Ginny had never heard of such a thing and was instantly inflamed. There were fewer than twenty gas-powered land vehicles on the entire island, most of them rusting pickup trucks used for hauling things. Pretty much everybody either walked or got around on golf carts, scooters, mopeds, or bicycles. Tangier was less than three miles long and not even a mile wide. Only six hundred and fifty people lived here, and why
would the governor care if one of them got a little frisky in his golf cart? Life was slow on the island. Roads were barely wider than footpaths, few of them paved, and one wrong turn could send you headlong into a marsh. Speeding on land had never been a community problem, and in fact, Ginny had never heard of the mayor or the town council taking up this particular issue.
“Well, theys many a road on the main and you don’t need to be a painting up ours. Doncha stop that? Afore you’re going to catch it, young feller!”
Andy wasn’t sure what the island woman had just said to him, but he detected a threat.
“Just doing my job,” he said, dipping the brush in the paint can.
“What happen you drive over it?” Ginny pointed at the wet painted line on the road.
“Nothing yet,” Andy explained in an ominous tone, in hopes he might encourage the woman to complain and provide him with a few good quotes for the next Trooper Truth essay. “I’ve got to paint another one exactly a quarter of a mile from this one. Then when our helicopters patrol the island, the pilots can time how long it takes for a vehicle to get from stripe to stripe. VASCAR will tell us exactly how fast you’re going.”
“Heee! Jiminy Criminy! They going to bring NASCAR here to Tanger?” Ginny was shocked.
“VASCAR,” Andy repeated, and he was thrilled that Virginians might confuse VASCAR with NASCAR. “It refers to a computer that knows if you’re speeding.”
“Then what?” Ginny still didn’t understand, and her mind was roaring with stock cars and drunken fans.

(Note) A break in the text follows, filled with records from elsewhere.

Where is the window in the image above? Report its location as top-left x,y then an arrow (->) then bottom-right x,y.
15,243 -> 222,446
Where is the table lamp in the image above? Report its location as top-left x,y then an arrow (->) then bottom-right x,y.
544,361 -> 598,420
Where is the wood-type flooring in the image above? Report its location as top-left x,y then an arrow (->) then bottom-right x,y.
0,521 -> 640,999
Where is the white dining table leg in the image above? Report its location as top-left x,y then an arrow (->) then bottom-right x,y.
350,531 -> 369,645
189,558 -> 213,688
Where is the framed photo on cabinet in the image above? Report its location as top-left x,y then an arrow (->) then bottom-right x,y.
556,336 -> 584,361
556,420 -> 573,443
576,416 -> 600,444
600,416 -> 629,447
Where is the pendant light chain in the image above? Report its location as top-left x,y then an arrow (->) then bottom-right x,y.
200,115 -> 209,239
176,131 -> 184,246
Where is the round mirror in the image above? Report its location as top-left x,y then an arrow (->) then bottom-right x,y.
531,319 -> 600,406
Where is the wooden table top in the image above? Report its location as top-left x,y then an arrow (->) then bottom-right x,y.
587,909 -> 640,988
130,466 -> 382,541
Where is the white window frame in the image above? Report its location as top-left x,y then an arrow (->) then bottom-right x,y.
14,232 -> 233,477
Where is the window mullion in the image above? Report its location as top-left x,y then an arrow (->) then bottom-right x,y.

“Then a trooper on the ground goes after the speeder and gives him a citation.”
“What he gonna to recite at us?” Ginny envisioned the young trooper in his big hat and dark glasses sternly reprimanding some poor Tangierman on his bicycle, probably pointing his finger, trying to scare him as the trooper recited something like one of those Miranda warnings Ginny was always hearing about on programs she picked up on the satellite
dish that was surrounded by glass balls and other yard ornaments.
“A ticket,” Andy went on in a stern voice. “You know what a ticket is?” His paintbrush found the edge of the pavement, mere inches from Ginny’s fence and all the dead family members whose headstones were worn smooth and tilting in different directions. “We write you a ticket and then you go down to the courthouse and pay a fine. Cash or check.”
He knew very well that Tangier Island did not have a bank, and a check, in this old woman’s mind, was what the Coast Guard was always doing or what the tourists got when they ate the crab cakes and corn pudding at Hilda Crockett’s Chesapeake House.
“How much you make us pay when we get warranted, if we do?” Ginny was getting increasingly alarmed.
Andy stood up and stretched his aching back as he struggled to decipher what the woman had just said to him. Then he recalled his visit to The What Not Shop right before he had started painting the stripe and overhearing two Tangier women whispering about him and saying something about someone being warranted and that they couldn’t fathom who had done what, but it was probably
that Shores boy who live cross from the school. He’s got more mouth than a sheep and here his daddy’s poor as Job’s turkey. That’s right, Hattie. Durn if his daddy don’t foller the water even when it’s the dog days while that Mr. Nutters a his can’t be learned nothing. Spends all his time progging, he does. Well, I swanny, Fonny Boy ain’t neither smarter than a ticky crab, Lula.